Thursday, October 8, 2015

Dear Poetry Magazine







Dear Editor, Poetry Magazine:


When I looked through the collection of magazines that the library I work at carries, considering suitable venues for my short, piercing, yet strangely rambling essays, I'll admit my eye skittered blindly past the cover of Poetry Magazine. But after composing dozens of hopeless letters to magazines ranging from Tropical Fish Hobbyist to Vanity Fair, none of them appropriate mediums for my work, I suddenly realized the one place my work really does belong is in your magazine.

I am a poet.

Everyday I light up the Internet with my beautiful, luminous prose poems. Do you know what the Internet says when I do?

"SHUT OFF THAT DAMN LIGHT!"

Yes, the Internet loves its darkness. Seeing as you're old and wise enough to be the editor of Poetry Magazine, I am surely safe in saying to you about the Internet: That sure didn't work out like we hoped!

But I digress.

Even though it took me awhile to notice that I write world class poems, you, a big time editor, were probably keenly aware of it before the first sentence of this letter was through.

"Boy!" You probably exclaimed. "This guy could write the wings off a chicken! I can't wait to see what kind of crazy poetry he's got for me today!"

And here I must disappoint you.

I suspect that you are the only magazine in the world, with the possible exception of Catster Magazine (formerly Cat Fancy Magazine), who receives more submissions per issue than they have actual readers per issue.

I'm just saying I feel for you.

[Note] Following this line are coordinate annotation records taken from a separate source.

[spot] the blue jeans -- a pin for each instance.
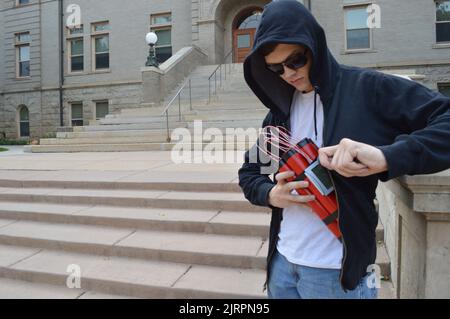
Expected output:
(291, 281)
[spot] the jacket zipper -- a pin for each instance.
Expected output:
(342, 236)
(339, 212)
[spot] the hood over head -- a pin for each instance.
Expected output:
(289, 22)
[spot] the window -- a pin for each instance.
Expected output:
(161, 25)
(444, 88)
(24, 121)
(76, 50)
(442, 21)
(23, 54)
(22, 2)
(100, 43)
(162, 18)
(77, 113)
(358, 35)
(101, 109)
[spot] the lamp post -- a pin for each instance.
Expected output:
(151, 38)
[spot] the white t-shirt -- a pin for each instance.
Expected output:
(304, 239)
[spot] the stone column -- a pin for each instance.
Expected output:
(415, 211)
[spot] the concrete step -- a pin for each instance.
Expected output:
(132, 198)
(230, 115)
(178, 247)
(142, 278)
(159, 219)
(90, 180)
(240, 148)
(20, 289)
(245, 123)
(112, 134)
(127, 127)
(161, 138)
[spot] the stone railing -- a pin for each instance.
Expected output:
(415, 212)
(157, 83)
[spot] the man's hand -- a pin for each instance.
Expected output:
(280, 195)
(350, 158)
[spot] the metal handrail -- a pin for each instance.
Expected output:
(219, 67)
(168, 105)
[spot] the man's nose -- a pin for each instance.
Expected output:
(288, 72)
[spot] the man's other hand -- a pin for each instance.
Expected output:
(350, 158)
(281, 194)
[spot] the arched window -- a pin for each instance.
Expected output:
(251, 22)
(24, 121)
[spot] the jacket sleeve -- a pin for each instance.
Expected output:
(256, 185)
(421, 120)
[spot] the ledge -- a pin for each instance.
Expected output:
(431, 194)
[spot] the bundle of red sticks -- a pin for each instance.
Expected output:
(302, 159)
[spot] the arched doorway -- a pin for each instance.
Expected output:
(24, 121)
(244, 29)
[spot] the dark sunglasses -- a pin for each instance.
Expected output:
(295, 61)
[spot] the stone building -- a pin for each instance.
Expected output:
(52, 75)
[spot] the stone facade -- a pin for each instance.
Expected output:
(416, 215)
(405, 43)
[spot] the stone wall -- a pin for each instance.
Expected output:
(415, 212)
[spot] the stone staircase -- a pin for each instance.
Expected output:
(134, 239)
(144, 128)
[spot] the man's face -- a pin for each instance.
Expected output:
(298, 78)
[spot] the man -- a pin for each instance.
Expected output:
(371, 126)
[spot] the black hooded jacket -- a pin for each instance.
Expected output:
(407, 121)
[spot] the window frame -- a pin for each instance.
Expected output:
(95, 35)
(436, 22)
(71, 37)
(159, 14)
(18, 4)
(80, 103)
(95, 111)
(354, 6)
(18, 45)
(154, 27)
(20, 121)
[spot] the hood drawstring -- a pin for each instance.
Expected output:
(316, 89)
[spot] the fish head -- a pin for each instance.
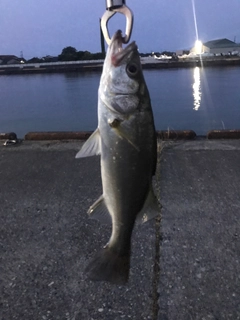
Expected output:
(122, 82)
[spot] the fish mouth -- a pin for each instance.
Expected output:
(117, 52)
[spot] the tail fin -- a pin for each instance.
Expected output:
(109, 266)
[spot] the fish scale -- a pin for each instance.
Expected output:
(126, 141)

So before you toss this letter on your giant "Have Read" pile, and before you pick up the next submission from your even taller, dreaded "To Be Read" pile, I make this pledge to you:

Even though my prose poems would be among the most earth shattering and wonderful work your magazine has ever published, I vow to do my part in balancing your books. I promise that I will never, ever, submit to you or your successors any work of any kind for publication in your magazine.

You have my word.

Signed and entered this day etc. etc.